On Mon, Oct 27, 2014 at 1:47 PM, Ron Ayoub ronalday...@live.com wrote:

 We have a table containing 25 features per item id along with feature
 weights. A correlation matrix can be constructed for every feature pair
 based on co-occurrence. If a user inputs a feature they can find out the
 features that are correlated with a self-join requiring a single full table
 scan. This results in high latency for big data (10 seconds +) due to the
 IO involved in the full table scan. My idea is for this feature the data
 can be loaded into an RDD and transformations and actions can be applied to
 find out per query what are the correlated features.

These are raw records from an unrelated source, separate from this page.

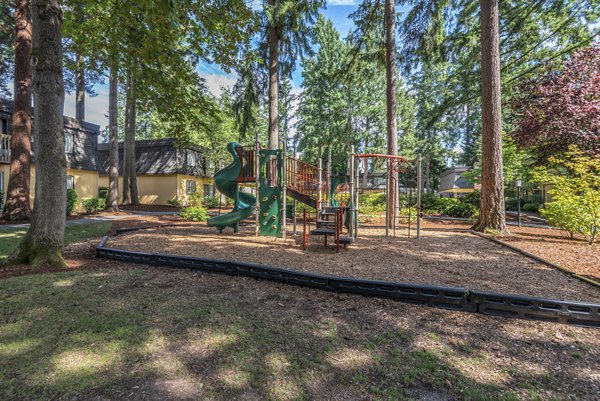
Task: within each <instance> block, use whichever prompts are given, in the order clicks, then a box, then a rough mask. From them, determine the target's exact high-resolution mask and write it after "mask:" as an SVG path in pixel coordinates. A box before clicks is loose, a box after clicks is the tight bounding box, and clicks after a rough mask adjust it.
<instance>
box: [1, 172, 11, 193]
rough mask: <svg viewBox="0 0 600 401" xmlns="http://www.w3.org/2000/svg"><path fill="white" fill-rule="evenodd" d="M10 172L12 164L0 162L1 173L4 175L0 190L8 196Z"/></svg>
mask: <svg viewBox="0 0 600 401" xmlns="http://www.w3.org/2000/svg"><path fill="white" fill-rule="evenodd" d="M9 173H10V164H0V174H2V176H3V178H4V179H3V182H2V188H0V191H2V192H3V193H4V195H5V196H6V189H7V188H8V175H9Z"/></svg>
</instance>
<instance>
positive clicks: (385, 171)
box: [385, 162, 390, 237]
mask: <svg viewBox="0 0 600 401" xmlns="http://www.w3.org/2000/svg"><path fill="white" fill-rule="evenodd" d="M389 235H390V163H389V162H387V163H386V164H385V236H386V237H387V236H389Z"/></svg>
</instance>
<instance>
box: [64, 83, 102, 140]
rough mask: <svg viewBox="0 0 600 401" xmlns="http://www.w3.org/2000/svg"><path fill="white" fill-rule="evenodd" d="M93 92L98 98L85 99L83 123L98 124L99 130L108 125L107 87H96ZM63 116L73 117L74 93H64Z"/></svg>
mask: <svg viewBox="0 0 600 401" xmlns="http://www.w3.org/2000/svg"><path fill="white" fill-rule="evenodd" d="M94 90H95V91H96V93H97V94H98V96H94V97H90V96H87V95H86V97H85V121H87V122H90V123H93V124H98V125H99V126H100V128H101V129H102V128H104V127H105V126H106V125H108V117H107V116H108V86H107V85H97V86H95V87H94ZM64 114H65V116H69V117H75V93H71V94H70V95H69V94H66V93H65V111H64Z"/></svg>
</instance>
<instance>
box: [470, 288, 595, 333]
mask: <svg viewBox="0 0 600 401" xmlns="http://www.w3.org/2000/svg"><path fill="white" fill-rule="evenodd" d="M470 301H471V302H473V303H475V304H477V306H478V311H479V313H483V314H485V315H494V316H507V317H518V318H522V319H531V320H543V321H548V322H556V323H566V324H575V325H579V326H589V327H600V305H596V304H589V303H584V302H567V301H557V300H554V299H545V298H534V297H524V296H518V295H505V294H495V293H491V292H481V291H471V292H470Z"/></svg>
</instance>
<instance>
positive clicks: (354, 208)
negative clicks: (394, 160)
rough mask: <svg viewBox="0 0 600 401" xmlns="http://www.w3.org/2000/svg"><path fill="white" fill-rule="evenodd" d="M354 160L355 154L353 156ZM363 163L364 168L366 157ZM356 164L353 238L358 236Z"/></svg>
mask: <svg viewBox="0 0 600 401" xmlns="http://www.w3.org/2000/svg"><path fill="white" fill-rule="evenodd" d="M354 159H355V161H356V156H354ZM363 163H364V165H365V169H366V168H367V162H366V159H365V160H364V161H363ZM358 178H359V177H358V165H357V166H356V176H355V180H354V182H355V183H356V191H355V194H354V196H355V197H356V198H355V200H354V210H356V215H355V216H354V217H355V218H354V238H358Z"/></svg>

 I'm pretty sure Spark can do this sort of thing. Since I'm new, what I'm
 not sure about is, is Spark appropriate as a server application? For
 instance, the drive application would have to load the RDD and then listen
 for request and return results, perhaps using a socket?  Are there any
 libraries to facilitate this sort of Spark server app? So I understand how
 Spark can be used to grab data, run algorithms, and put results back but is
 it appropriate as the engine of a server app and what are the general
 patterns involved?




RE: Spark to eliminate full-table scan latency

2014-10-27 Thread Ron Ayoub
This does look like it provides a good way to allow other process to access the 
contents of an RDD in a separate app? Is there any other general purpose 
mechanism for serving up RDD data? I understand that the driver app and workers 
all are app specific and run in separate executors but would be cool if there 
was some general way to create a server app based on Spark. Perhaps Spark SQL 
is that general way and I'll soon find out. Thanks. 

From: mich...@databricks.com
Date: Mon, 27 Oct 2014 14:35:46 -0700
Subject: Re: Spark to eliminate full-table scan latency
To: ronalday...@live.com
CC: user@spark.apache.org

You can access cached data in spark through the JDBC server:
http://spark.apache.org/docs/latest/sql-programming-guide.html#running-the-thrift-jdbc-server

On Mon, Oct 27, 2014 at 1:47 PM, Ron Ayoub ronalday...@live.com wrote:



We have a table containing 25 features per item id along with feature weights. 
A correlation matrix can be constructed for every feature pair based on 
co-occurrence. If a user inputs a feature they can find out the features that 
are correlated with a self-join requiring a single full table scan. This 
results in high latency for big data (10 seconds +) due to the IO involved in 
the full table scan. My idea is for this feature the data can be loaded into an 
RDD and transformations and actions can be applied to find out per query what 
are the correlated features. 
I'm pretty sure Spark can do this sort of thing. Since I'm new, what I'm not 
sure about is, is Spark appropriate as a server application? For instance, the 
drive application would have to load the RDD and then listen for request and 
return results, perhaps using a socket?  Are there any libraries to facilitate 
this sort of Spark server app? So I understand how Spark can be used to grab 
data, run algorithms, and put results back but is it appropriate as the engine 
of a server app and what are the general patterns involved?